Project structure

DeliciousKit is a standalone Swift Package with no app-specific code. Each file owns one concern, and every integration sits behind a protocol — so you can swap implementations freely and your UI never changes.

The files

  • LaunchGate.swift — the single public entry point; wraps your root view.
  • Config.swift — the data model for the onboarding flow + paywall.
  • OnboardingView.swift — the flow host: progress, routing, navigation.
  • Steps.swift — the step views: feature, single-select, commitment, building.
  • Paywall.swift — the paywall and plan cards.
  • OnboardingState.swift — captures answers and personalization.
  • Purchases.swift — the PurchaseProvider protocol, StoreKit 2 + preview providers, and PurchaseController.
  • Auth.swiftAuthProvider, AppleAuthProvider, NoAuthProvider, and AccountDeletionView.
  • Settings.swiftDeliciousKitSettingsView, the data-driven settings hub.
  • AppConfig.swift — centralized config: URLs, feedback email, product IDs, feature flags.
  • Review.swiftReviewPrompter, smart review-request timing.
  • WhatsNew.swiftWhatsNewConfig and the post-update sheet.
  • DeepLinkRouter.swift — an observable router for URL-scheme deep links.
  • Support.swift — analytics + haptics helpers.
  • Ads.swift and Push.swift — ad and push integration helpers.

The pattern

Everything swappable is a protocol with a preview implementation.
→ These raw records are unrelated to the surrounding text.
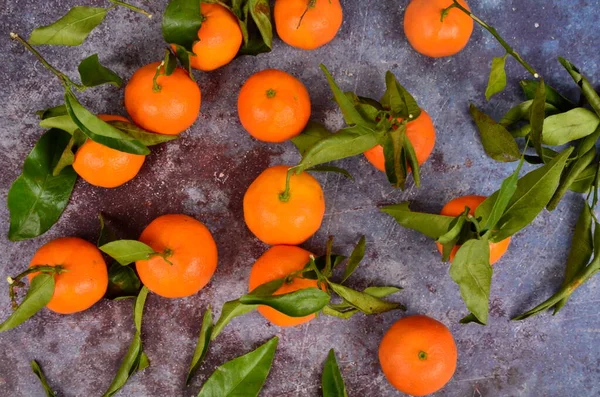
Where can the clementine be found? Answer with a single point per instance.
(190, 256)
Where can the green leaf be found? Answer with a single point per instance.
(101, 132)
(358, 253)
(364, 302)
(181, 22)
(93, 74)
(242, 376)
(123, 282)
(537, 116)
(38, 295)
(144, 137)
(332, 381)
(584, 85)
(534, 191)
(497, 141)
(553, 97)
(563, 128)
(472, 271)
(299, 303)
(70, 30)
(37, 198)
(202, 345)
(430, 225)
(497, 80)
(35, 367)
(127, 251)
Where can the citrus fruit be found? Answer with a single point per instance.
(170, 108)
(420, 133)
(86, 277)
(273, 106)
(307, 24)
(220, 38)
(276, 218)
(102, 166)
(418, 355)
(429, 35)
(455, 208)
(190, 256)
(278, 262)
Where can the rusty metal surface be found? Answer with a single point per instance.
(205, 173)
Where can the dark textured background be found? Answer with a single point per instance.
(206, 172)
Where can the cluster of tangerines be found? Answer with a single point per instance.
(418, 354)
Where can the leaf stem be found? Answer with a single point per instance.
(494, 33)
PurchaseProvider has PreviewPurchaseProvider (dev) and StoreKitPurchaseProvider (production); AuthProvider has NoAuthProvider (default) and AppleAuthProvider. You build and demo against the previews with zero backend, then swap in the real ones with a one-line change. The same discipline is how the AI service layer will arrive — behind an AIService protocol — when it lands.